Many discoveries in science have the following history: it starts with a controversy, then it becomes common knowledge, followed by a hype, then the first drawbacks appear, and eventually the concept is implemented by perseverant scientists. With respect to the role of the immune system in type 2 diabetes, the controversy lasted several years, which clearly delayed clinical translation. The reasons for the long-duration of the controversy include the novelty of the concept and moral aspects. As type 2 diabetes is often perceived as self-inflicted and due to a lack of discipline in life-style behaviour, some specialists of the “innocent” immune type 1 diabetes were reluctant to acknowledge associations between the diseases. As will become apparent to the reader of this issue of the Seminars in Immunopathology, in the meantime, the controversy has past. Particularly convincing is the meta-analysis by Kataria and colleagues, which included 2921 patients with type 2 diabetes treated with an IL-1 antagonist [1]. They show a highly significant reduction in glycated haemoglobin. Importantly, beyond the control of glycaemia, targeting the IL-1 system may also improve complications of diabetes such as cardiovascular diseases and heart failure. Indeed, the large phase 3 CANTOS study demonstrated that a single subcutaneous injection of an anti-IL-1β antibody every 3 months significantly lowers rate of recurrent cardiovascular events [2] and also of heart failure, especially in patients with diabetes [3]. Further, during the first 12 months of the study, IL-1 antagonism also showed a glucose-lowering effect [4]. After this period, however, anti-diabetic drugs were freely adjusted in all patients, masking the pure anti-IL-1beta effect. These results nicely confirm previous diabetes-devoted studies using IL-1 antagonists [5,6,7,8,9,10].

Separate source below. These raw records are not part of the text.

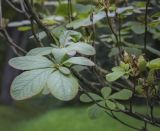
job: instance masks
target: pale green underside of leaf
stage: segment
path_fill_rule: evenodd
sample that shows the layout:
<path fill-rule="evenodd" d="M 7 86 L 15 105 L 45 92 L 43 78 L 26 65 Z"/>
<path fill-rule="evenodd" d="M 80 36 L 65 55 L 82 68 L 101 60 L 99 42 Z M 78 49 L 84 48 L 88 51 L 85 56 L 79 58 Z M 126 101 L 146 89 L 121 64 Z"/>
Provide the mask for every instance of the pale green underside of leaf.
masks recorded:
<path fill-rule="evenodd" d="M 130 97 L 132 97 L 132 91 L 128 89 L 122 89 L 119 92 L 109 96 L 109 99 L 128 100 Z"/>
<path fill-rule="evenodd" d="M 22 56 L 9 60 L 9 64 L 15 69 L 32 70 L 52 67 L 53 63 L 43 56 Z"/>
<path fill-rule="evenodd" d="M 84 66 L 94 66 L 95 65 L 91 60 L 85 57 L 72 57 L 64 62 L 64 64 L 66 63 L 75 64 L 75 65 L 84 65 Z"/>
<path fill-rule="evenodd" d="M 160 58 L 148 62 L 147 67 L 149 67 L 150 69 L 160 69 Z"/>
<path fill-rule="evenodd" d="M 27 55 L 30 56 L 43 56 L 49 55 L 52 52 L 53 47 L 38 47 L 30 50 Z"/>
<path fill-rule="evenodd" d="M 80 96 L 80 101 L 82 101 L 82 102 L 93 102 L 93 101 L 102 101 L 103 100 L 103 98 L 102 97 L 100 97 L 99 95 L 97 95 L 97 94 L 94 94 L 94 93 L 88 93 L 88 95 L 87 94 L 82 94 L 81 96 Z"/>
<path fill-rule="evenodd" d="M 78 42 L 75 44 L 71 44 L 67 47 L 67 49 L 69 51 L 72 51 L 72 50 L 76 51 L 83 55 L 94 55 L 96 53 L 95 49 L 91 45 L 86 44 L 84 42 Z"/>
<path fill-rule="evenodd" d="M 66 76 L 60 71 L 49 76 L 47 85 L 53 96 L 62 101 L 69 101 L 78 93 L 78 81 L 72 75 Z"/>
<path fill-rule="evenodd" d="M 73 30 L 63 31 L 59 37 L 60 44 L 66 45 L 72 40 L 72 37 L 76 37 L 79 40 L 82 37 L 82 35 L 81 33 Z"/>
<path fill-rule="evenodd" d="M 103 101 L 99 102 L 98 104 L 105 107 L 105 102 Z M 99 107 L 97 104 L 94 104 L 88 108 L 88 116 L 91 119 L 95 119 L 97 117 L 100 117 L 103 114 L 103 111 L 103 108 Z"/>
<path fill-rule="evenodd" d="M 123 71 L 112 72 L 112 73 L 109 73 L 106 75 L 106 80 L 109 82 L 113 82 L 113 81 L 116 81 L 117 79 L 119 79 L 124 74 L 125 74 L 125 72 L 123 72 Z"/>
<path fill-rule="evenodd" d="M 101 93 L 102 93 L 102 96 L 104 98 L 107 98 L 112 92 L 112 89 L 110 87 L 104 87 L 101 89 Z"/>
<path fill-rule="evenodd" d="M 37 95 L 42 91 L 48 76 L 54 68 L 26 71 L 17 76 L 11 85 L 11 96 L 15 100 L 23 100 Z"/>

Beyond the potential of improving glycaemia and of preventing cardiovascular diseases, antagonizing the IL-1 system in patients with type 2 diabetes may also prevent microvascular complications, although other immune modulatory treatments may also be effective, see the comprehensive review by Mesquida et al. on diabetic eye disease [11]. Furthermore, several conditions associated with a metabolic syndrome such as rheumatoid arthritis are driven by the innate system and may benefit from targeted anti-inflammatory treatment [8]. This may be the case for the pathogenesis of polycystic ovary syndrome, as proposed in the original contribution of Popovic and co-authors [12]. Understanding the role of inflammation and of the gut microbiome in type 2 diabetes may also provide an explanation for the impressive benefit of bariatric surgery in metabolism. This is depicted in the thorough review by Debédat and colleagues [13]. A neglected but essential aspect of diabetes is its association with depressive symptoms. Herder and Hermanns convincingly provide arguments supporting a causal role of inflammatory processes in these often-devastating conditions [14]. IL-6 is a pleiotropic cytokine with multiple effects in metabolism. It is the merit of Lehrskov and Christensen to provide a clear overview on the role of IL-6 in metabolism, portraying its multiple aspects [15].

Are thus all questions answered? Clearly not, the reader will enjoy the refreshing article by Böni-Schnetzler and Meier [16] on the development of islet inflammation in type 2 diabetes, highlighting the physiology of this process, which eventually becomes deleterious. This article should also increase awareness on differences in findings on islet inflammation between humans and rodents. Also, from a molecular biology point of view, an exciting topic is the transcriptional control of macrophage polarization in type 2 diabetes; an inviting overview is presented by Drareni and colleagues [17]. Finally, and importantly, Dalmas opens the door to other immune cell populations, in particular of innate lymphoid cells, which emerge as key sentinels of metabolic tissues and privileged partners of macrophages [18].

Overall, it will become apparent to the reader of this special issue that whilst the role of inflammation in the development of type 2 diabetes is now well established, several exciting aspects remain to be investigated. Basic scientists should be encouraged to further investigate the multiple facets of immune regulation of metabolism in physiology and pathology, whilst clinicians are invited to explore further indications for anti-cytokine therapies in type 2 diabetes and associated conditions. Altogether, this will pave the way to the next era of immunometabolism that is a causative treatment of type 2 diabetes and complications.